こういった復号をする場合、復号されたデータがプログラムのコードだったり、パラメータや文字列といったデータだったり、ケースにより様々です。このケースでは、解析した領域にEIPをジャンプさせる処理が見つかったので、コードだということが分かります。

 

そこで、このコード領域を解析する必要があります。

IDAの操作メモ - コードの再解析 -では、ステップを進めていき、未解析の領域にEIPが到達すれば自動的に解析してくれることは述べました。今回は、範囲選択をして右クリックで表示されるポップアップメニューを使って再解析させる方法のメモです。

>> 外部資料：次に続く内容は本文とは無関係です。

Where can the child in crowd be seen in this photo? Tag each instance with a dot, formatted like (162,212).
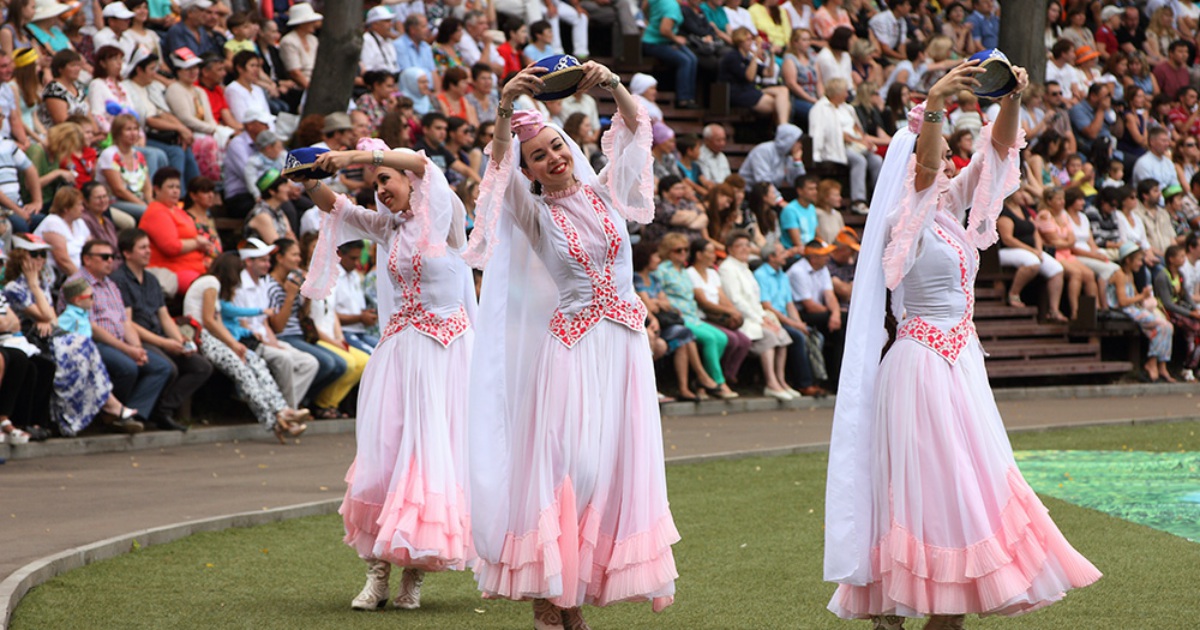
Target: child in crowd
(268,156)
(541,41)
(76,318)
(1083,175)
(967,115)
(1115,177)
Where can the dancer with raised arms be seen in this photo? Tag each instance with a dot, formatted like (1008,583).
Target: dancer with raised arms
(927,514)
(406,503)
(568,485)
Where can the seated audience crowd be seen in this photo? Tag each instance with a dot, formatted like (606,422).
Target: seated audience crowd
(150,238)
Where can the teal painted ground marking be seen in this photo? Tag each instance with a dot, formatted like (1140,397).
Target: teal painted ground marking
(1158,490)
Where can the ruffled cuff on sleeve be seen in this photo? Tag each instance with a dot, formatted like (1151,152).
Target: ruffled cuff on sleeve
(323,268)
(915,214)
(1000,175)
(489,208)
(629,175)
(433,207)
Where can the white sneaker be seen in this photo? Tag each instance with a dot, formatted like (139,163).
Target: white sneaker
(375,594)
(778,394)
(409,595)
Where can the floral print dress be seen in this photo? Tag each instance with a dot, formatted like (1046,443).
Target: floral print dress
(81,381)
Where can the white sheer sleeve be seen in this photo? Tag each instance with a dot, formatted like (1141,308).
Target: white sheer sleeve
(629,177)
(984,185)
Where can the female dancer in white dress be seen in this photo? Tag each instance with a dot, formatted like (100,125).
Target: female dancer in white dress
(406,502)
(927,514)
(568,483)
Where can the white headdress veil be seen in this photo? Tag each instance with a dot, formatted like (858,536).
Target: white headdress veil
(850,520)
(517,301)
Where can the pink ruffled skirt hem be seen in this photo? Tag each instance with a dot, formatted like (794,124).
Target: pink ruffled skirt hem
(1027,564)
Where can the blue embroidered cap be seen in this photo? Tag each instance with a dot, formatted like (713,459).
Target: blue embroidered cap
(564,73)
(999,79)
(299,163)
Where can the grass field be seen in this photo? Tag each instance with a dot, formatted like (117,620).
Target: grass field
(750,558)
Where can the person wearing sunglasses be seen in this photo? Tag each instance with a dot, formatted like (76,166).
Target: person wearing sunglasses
(82,387)
(138,376)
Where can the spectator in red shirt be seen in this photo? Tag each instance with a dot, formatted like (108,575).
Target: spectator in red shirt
(178,251)
(1186,114)
(211,81)
(1173,75)
(517,36)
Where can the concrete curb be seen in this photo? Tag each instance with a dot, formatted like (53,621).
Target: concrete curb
(39,571)
(249,432)
(160,439)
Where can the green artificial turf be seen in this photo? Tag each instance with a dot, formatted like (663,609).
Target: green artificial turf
(750,558)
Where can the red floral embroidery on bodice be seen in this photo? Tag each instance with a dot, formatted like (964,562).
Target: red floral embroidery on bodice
(605,304)
(948,345)
(412,312)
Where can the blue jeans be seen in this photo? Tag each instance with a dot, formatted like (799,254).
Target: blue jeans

メニューを使って再解析する簡単な方法は、カーソルで範囲選択し、「Analyze selected area」を押すことです。これで、選択した範囲を再解析することができます。ただし、これはコードセグメントの場合は問題ないのですが、データセグメントの場合はちょっとしたコツがあります。

 

まず、前回の復号処理は、複数回の演算の後、最終的には以下のようになりました。

 

 

0x004E4A88以降の、赤枠で囲まれた領域が復号の結果です。

IDA Viewを0x004E4A88へ移動させ、範囲選択をして右クリックでポップアップメニューを表示させます。

すると、以下のようになってしまいました。

 

 

本来は、上図の楕円の場所に「Analyze selected area」が表示されるのですが、このケースでは表示されません。

理由は、選択範囲がデータセグメントのためです。

このような場合、セグメントのクラスを変更することで解析が可能になります。

セグメントは、「View」メニューの「Open subviews」の「Segments」で表示させることが可能です(参考:IDAの操作メモ - メニュー編(その2) -)。

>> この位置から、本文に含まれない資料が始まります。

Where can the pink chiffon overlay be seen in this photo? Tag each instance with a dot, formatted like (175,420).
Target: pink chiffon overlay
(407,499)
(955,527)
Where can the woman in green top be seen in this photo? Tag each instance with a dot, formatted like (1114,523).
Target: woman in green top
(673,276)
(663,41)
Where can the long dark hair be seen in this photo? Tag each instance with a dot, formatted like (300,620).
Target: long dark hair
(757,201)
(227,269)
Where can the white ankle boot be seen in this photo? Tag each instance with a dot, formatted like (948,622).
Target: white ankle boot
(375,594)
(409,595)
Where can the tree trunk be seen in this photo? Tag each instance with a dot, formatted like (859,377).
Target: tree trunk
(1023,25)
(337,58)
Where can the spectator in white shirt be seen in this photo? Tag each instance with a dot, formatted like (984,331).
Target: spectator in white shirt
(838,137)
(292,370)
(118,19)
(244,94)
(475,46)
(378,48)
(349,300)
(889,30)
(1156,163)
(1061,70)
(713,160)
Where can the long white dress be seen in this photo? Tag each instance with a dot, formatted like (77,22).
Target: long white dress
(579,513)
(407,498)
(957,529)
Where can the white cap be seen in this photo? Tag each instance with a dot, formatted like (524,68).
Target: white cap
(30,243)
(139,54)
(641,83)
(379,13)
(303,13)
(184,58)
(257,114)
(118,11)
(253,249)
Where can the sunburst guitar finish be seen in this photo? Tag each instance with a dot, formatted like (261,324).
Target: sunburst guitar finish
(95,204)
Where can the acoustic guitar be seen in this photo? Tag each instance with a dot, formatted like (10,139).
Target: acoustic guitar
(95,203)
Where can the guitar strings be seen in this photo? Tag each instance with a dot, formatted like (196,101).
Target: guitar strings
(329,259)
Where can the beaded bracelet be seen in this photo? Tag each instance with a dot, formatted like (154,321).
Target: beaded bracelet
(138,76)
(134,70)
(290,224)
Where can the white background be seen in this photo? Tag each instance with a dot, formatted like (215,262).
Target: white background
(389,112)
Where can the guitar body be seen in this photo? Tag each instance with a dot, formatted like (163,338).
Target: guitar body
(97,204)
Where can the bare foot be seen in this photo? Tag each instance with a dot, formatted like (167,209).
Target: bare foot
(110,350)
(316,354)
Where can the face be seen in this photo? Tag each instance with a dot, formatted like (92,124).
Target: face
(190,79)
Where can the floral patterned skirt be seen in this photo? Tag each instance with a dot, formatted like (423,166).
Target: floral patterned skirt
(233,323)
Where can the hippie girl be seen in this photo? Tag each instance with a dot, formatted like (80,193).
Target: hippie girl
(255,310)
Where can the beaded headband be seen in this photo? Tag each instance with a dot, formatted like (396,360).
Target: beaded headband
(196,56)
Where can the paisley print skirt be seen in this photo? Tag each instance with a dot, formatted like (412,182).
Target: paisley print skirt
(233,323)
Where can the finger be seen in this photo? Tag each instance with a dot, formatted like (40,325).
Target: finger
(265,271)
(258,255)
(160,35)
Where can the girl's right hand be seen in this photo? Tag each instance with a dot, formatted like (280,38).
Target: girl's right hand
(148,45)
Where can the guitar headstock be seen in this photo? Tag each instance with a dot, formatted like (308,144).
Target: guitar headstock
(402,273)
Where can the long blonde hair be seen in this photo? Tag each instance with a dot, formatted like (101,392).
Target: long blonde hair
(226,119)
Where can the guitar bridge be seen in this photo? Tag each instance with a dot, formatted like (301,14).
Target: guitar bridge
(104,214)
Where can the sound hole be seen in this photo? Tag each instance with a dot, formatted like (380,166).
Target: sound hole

このケースでは、0x004E4A88以降が含まれる.dataセグメントを選択し、右クリックで表示されるメニューから「Edit segment」を選択します。

すると、以下のようなウィンドウが表示されます。

 

 

Segment classが「DATA」になっているので、「CODE」に変更します。

このとき、ドロップダウンメニューには、「CODE」が出てこないかもしれません。その場合、キーボードで手打ちで「CODE」にすればOKです。

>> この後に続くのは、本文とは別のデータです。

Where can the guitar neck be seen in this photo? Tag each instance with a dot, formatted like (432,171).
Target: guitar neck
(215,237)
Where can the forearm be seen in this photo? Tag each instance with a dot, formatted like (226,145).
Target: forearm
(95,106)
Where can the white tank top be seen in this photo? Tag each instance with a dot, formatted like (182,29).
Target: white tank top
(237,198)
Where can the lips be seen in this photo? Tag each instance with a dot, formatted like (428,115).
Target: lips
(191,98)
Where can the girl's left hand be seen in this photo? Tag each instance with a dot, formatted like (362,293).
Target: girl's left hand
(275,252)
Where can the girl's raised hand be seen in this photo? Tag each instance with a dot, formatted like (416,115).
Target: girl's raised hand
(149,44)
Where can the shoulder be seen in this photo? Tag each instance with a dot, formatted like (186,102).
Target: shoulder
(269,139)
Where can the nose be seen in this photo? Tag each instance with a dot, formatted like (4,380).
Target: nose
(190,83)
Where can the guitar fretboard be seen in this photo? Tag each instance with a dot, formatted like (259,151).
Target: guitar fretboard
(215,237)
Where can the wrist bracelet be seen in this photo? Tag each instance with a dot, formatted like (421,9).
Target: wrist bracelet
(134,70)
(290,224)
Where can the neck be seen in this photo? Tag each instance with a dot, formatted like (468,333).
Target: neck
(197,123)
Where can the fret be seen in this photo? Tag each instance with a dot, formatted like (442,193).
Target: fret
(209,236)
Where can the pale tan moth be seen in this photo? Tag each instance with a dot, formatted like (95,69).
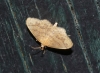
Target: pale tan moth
(48,34)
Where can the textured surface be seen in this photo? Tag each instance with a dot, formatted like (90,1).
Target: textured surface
(80,18)
(48,34)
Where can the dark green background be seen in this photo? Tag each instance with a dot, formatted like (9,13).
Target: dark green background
(80,18)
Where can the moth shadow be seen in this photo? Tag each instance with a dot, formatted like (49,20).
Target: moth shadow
(60,51)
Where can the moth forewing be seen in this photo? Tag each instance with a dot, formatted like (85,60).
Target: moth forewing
(49,35)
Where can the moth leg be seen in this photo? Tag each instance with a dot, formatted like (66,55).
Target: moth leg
(55,25)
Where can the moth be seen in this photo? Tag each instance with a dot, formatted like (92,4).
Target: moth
(48,34)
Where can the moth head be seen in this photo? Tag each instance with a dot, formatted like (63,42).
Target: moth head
(31,21)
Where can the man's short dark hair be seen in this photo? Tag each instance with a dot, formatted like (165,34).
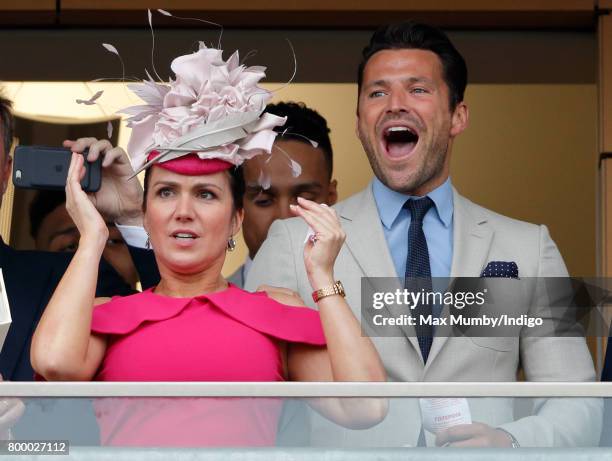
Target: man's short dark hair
(304,124)
(6,123)
(412,35)
(43,204)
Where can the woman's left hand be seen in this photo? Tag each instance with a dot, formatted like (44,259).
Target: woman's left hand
(320,252)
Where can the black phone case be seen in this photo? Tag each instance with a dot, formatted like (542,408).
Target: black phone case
(39,167)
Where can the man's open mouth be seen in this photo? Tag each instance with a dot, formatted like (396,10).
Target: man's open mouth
(399,140)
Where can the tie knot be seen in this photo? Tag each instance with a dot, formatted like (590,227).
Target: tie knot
(418,207)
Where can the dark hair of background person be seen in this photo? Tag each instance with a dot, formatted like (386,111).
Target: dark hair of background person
(302,123)
(44,203)
(236,183)
(7,123)
(412,35)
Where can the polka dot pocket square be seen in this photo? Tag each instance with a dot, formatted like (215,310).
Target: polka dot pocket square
(503,269)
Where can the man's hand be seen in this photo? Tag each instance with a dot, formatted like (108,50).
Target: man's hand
(118,199)
(472,435)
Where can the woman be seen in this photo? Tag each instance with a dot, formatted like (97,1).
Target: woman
(193,326)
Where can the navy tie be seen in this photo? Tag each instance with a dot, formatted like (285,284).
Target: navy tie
(418,271)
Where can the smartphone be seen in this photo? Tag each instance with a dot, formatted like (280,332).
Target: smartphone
(40,167)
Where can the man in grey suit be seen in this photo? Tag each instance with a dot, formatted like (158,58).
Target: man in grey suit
(410,110)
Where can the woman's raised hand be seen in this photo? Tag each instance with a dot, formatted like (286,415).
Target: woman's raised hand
(320,251)
(119,198)
(86,217)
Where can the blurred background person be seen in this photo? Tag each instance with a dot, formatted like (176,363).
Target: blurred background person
(53,230)
(305,128)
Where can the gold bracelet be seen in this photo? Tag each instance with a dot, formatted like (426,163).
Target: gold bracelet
(335,289)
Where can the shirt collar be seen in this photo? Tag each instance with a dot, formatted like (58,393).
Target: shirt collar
(246,267)
(390,202)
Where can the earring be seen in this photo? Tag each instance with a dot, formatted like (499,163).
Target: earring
(231,244)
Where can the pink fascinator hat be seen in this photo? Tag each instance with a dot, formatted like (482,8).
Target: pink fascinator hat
(213,110)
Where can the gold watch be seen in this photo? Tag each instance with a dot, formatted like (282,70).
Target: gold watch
(335,289)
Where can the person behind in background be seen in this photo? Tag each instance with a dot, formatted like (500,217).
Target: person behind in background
(29,290)
(303,139)
(53,230)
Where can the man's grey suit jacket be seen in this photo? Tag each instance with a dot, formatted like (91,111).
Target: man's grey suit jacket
(479,236)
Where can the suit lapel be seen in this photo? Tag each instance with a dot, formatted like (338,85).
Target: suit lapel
(472,237)
(25,291)
(366,242)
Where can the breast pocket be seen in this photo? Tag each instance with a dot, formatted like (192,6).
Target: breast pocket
(501,344)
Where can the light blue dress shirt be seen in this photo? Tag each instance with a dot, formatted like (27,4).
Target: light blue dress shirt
(437,226)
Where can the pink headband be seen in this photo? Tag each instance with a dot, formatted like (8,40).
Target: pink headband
(191,164)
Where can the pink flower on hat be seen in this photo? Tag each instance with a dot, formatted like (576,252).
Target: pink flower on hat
(200,111)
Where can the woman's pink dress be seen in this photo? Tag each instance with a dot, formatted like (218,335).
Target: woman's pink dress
(230,335)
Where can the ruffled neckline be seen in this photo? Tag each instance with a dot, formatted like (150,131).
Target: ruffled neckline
(123,315)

また、分析では関係ない(?)ですが、私は一応Segment permissonsの「Execute」のチェックも併せていれています。もっとも、ここにチェックが入っていなくても、EIPがこのセグメント領域内にきたら、普通にデバッガで実行してる気もするのですが・・・。

 

この操作の後、再びIDA Viewを0x004E4A88へ移動させ、範囲選択をして右クリックでポップアップメニューを表示させます。

すると、以下のようになりました。

 

 

「Analyze selected area」を押すと、ポップアップでメッセージがでます。

「Analyze」、「Force」、「Cancel」のボタンがあります。

通常、「Analyze」で問題ないのですが、対象に解析済み領域が含まれていたりする場合、上手くいかないことがあります。その場合、範囲選択をしなおして「Analyze selected area」から「Force」をやると、思った通りいくことが多い、というのが直感的な感覚です。

まあ、私の場合雑に毎回「Force」にしている気もしますけどね

 

 

この結果、復号されたデータセグメント領域上のコードが、見事解析されました。

下図に、0x004E4A88以降に続きのコードがあることが明確に分かると思います。

この後のコードを追うことで、引き続きマルウェアの解析を行うことができます。

セルフのパッカーやコードの暗号化を使うケースは比較的よく見られますので、IDAで解析する場合は、このあたりの操作ができるのは必須かなと思います。

なお、サンドボックスや動的解析の場合、この部分は基本的には障害にはならないと思います。むしろ、暗号化してたか、それはどのような方法だったか、すらスルーしそうではありますが。